Tanya Accone is an innovator and futurist with a vision to share with the world – which she can do through her work as head of UNICEF’s Global Innovation Centre (GIC). Her Instagram and blog are packed with innovative quotes and invitations to join her drive to make the future sustainable and empowered, especially for children and women. Tanya’s focus, and that of the GIC, is on identifying promising and innovative solutions across 224 countries and successfully bringing these ideas to scale, thus delivering on dreams.
‘Scaling’ or ‘implementing at scale’ means ‘to support the widespread replication and/or adaptation of an innovation across large geographies and populations for transformational impact.’
As one of the job vacancy
posts for a role within the GIC states, ‘We support innovative solutions designed by girls, for girls.’ It is known that a major factor in the STEM gender gap across the world is a lack of role models. Research indicates that when women and girls become of successful women in STEM fields, they are more likely to have pro-science career aspirations. When women see other women in science, they are less likely to associate these fields with masculinity and more likely to have confidence in their own skills – particularly when they see women at the leadership level.[GR2]
This understanding informs Tanya’s work. Bringing the leadership skills she exercises within the GIC home to South Africa, Tanya works with Professor Janice Limson, Director of the Biotechnology Innovation Centre at Rhodes University Both women were students at Rhodes University in the early 1990s, and thirty years later, as female leaders in the STEM field, they saw not only the chance to create innovations in biotechnology to save lives but also opportunities to encourage the participation of young female scientists and promote more diversity in science and technology.

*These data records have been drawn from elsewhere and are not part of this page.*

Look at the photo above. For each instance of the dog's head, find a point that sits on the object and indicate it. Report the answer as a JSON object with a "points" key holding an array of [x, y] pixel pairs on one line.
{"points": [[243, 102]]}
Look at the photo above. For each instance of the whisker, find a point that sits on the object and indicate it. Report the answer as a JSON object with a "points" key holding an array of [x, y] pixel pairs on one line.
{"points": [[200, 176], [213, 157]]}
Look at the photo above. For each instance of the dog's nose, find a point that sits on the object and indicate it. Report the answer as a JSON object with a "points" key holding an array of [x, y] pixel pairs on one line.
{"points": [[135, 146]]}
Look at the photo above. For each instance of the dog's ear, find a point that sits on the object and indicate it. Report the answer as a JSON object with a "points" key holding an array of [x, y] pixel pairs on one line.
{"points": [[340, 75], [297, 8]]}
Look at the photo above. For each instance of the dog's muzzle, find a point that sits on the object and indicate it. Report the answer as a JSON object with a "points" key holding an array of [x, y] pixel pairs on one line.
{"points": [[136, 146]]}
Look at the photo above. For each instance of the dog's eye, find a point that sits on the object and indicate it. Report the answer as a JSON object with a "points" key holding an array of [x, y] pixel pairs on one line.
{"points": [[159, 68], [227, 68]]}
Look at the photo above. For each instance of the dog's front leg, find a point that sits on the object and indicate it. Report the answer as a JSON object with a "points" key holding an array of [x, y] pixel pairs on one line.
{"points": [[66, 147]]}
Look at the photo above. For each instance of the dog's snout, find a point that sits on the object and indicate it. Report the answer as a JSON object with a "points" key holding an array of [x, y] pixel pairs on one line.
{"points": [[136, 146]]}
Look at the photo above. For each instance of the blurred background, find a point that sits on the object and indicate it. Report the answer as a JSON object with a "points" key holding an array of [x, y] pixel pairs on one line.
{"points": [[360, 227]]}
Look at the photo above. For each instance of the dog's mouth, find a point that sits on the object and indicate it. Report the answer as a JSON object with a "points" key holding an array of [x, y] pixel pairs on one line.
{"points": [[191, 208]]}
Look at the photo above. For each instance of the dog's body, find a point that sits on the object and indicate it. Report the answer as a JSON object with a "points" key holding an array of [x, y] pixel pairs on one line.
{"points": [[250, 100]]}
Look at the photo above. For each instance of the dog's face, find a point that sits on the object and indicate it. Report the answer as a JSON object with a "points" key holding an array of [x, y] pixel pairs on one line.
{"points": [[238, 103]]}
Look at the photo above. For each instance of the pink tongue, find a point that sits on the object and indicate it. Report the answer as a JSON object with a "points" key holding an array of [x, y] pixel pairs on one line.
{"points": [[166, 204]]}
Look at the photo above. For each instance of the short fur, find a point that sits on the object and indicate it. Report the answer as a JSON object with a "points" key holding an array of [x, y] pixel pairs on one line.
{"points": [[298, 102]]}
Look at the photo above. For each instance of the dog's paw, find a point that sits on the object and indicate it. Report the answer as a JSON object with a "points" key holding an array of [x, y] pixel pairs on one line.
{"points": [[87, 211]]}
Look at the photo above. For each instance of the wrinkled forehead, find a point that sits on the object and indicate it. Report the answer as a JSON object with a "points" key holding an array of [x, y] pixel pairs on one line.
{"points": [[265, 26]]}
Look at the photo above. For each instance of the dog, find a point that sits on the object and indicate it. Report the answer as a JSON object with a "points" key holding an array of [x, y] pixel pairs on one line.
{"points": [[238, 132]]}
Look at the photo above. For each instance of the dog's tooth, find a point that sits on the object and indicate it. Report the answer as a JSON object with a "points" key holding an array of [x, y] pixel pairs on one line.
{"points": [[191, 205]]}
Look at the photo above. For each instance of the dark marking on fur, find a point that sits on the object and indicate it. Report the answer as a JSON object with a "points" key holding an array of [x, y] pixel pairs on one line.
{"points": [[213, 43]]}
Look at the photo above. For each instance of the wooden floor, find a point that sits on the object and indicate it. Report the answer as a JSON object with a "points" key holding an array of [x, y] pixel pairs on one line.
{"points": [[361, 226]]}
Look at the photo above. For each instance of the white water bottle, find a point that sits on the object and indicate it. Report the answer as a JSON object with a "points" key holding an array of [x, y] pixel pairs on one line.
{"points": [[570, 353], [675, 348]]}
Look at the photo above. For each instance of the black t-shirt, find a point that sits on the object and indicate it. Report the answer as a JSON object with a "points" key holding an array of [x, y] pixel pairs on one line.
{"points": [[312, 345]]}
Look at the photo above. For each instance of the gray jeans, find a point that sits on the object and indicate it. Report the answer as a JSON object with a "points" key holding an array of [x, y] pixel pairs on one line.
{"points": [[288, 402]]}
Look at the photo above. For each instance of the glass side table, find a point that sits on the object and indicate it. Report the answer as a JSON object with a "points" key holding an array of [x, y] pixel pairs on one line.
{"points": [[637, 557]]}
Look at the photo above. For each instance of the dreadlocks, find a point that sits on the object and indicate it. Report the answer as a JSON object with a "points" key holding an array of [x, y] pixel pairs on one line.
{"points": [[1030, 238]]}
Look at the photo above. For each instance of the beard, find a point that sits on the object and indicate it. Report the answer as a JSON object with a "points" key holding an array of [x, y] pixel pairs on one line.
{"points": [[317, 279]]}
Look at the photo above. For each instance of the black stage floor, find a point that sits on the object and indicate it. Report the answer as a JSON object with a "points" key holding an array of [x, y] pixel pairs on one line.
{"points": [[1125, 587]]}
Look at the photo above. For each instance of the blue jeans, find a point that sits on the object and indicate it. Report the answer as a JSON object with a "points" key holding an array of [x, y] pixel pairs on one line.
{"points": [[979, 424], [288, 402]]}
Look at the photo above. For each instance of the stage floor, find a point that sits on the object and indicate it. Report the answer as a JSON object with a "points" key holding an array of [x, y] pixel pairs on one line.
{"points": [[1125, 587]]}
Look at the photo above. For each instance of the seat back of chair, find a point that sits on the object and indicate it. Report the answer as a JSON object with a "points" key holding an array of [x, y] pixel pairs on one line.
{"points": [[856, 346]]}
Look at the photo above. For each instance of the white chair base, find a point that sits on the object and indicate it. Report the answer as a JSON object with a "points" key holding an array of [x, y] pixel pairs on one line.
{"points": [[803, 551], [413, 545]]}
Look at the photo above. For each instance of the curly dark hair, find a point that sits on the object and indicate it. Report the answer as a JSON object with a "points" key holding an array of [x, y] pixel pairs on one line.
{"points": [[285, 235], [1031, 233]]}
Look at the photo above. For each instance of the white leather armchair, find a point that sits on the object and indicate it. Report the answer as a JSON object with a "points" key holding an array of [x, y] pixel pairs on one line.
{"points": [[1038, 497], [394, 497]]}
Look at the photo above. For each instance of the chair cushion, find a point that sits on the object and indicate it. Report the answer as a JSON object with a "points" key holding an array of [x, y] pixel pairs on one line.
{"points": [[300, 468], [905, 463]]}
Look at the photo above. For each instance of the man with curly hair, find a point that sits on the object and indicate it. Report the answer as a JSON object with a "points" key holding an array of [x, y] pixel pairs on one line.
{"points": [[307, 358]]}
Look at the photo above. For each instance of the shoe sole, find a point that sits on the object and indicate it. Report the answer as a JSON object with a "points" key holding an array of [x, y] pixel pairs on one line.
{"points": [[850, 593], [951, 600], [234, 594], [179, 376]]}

The GIC has supported Professor Limson’s work since 2015, and her diverse team has been developing new types of diagnostic testing that could be used in remote areas at a low cost. Professor Limson currently heads up a group of scientists who, with UNICEF’s support, are building innovative, easy-to-use tests for HIV, pregnancy, and malaria. This partnership brings innumerable benefits, both tangible and intangible. As Accone stated in an article about a visit, she made to Rhodes in 2019: ‘Clearly, these tests have the potential to be a game changer when it comes to testing and treating vulnerable women and children around the world.’ As the travel restrictions around Covid-19 eased, Ms. Accone returned to her alma mater in March 2022 to spend time with Professor Limson and her team, almost half of whom are women. Led by these two powerhouses in STEM research, the team provides the mentorship and visibility needed to provide a clear path for girls and women into STEM fields.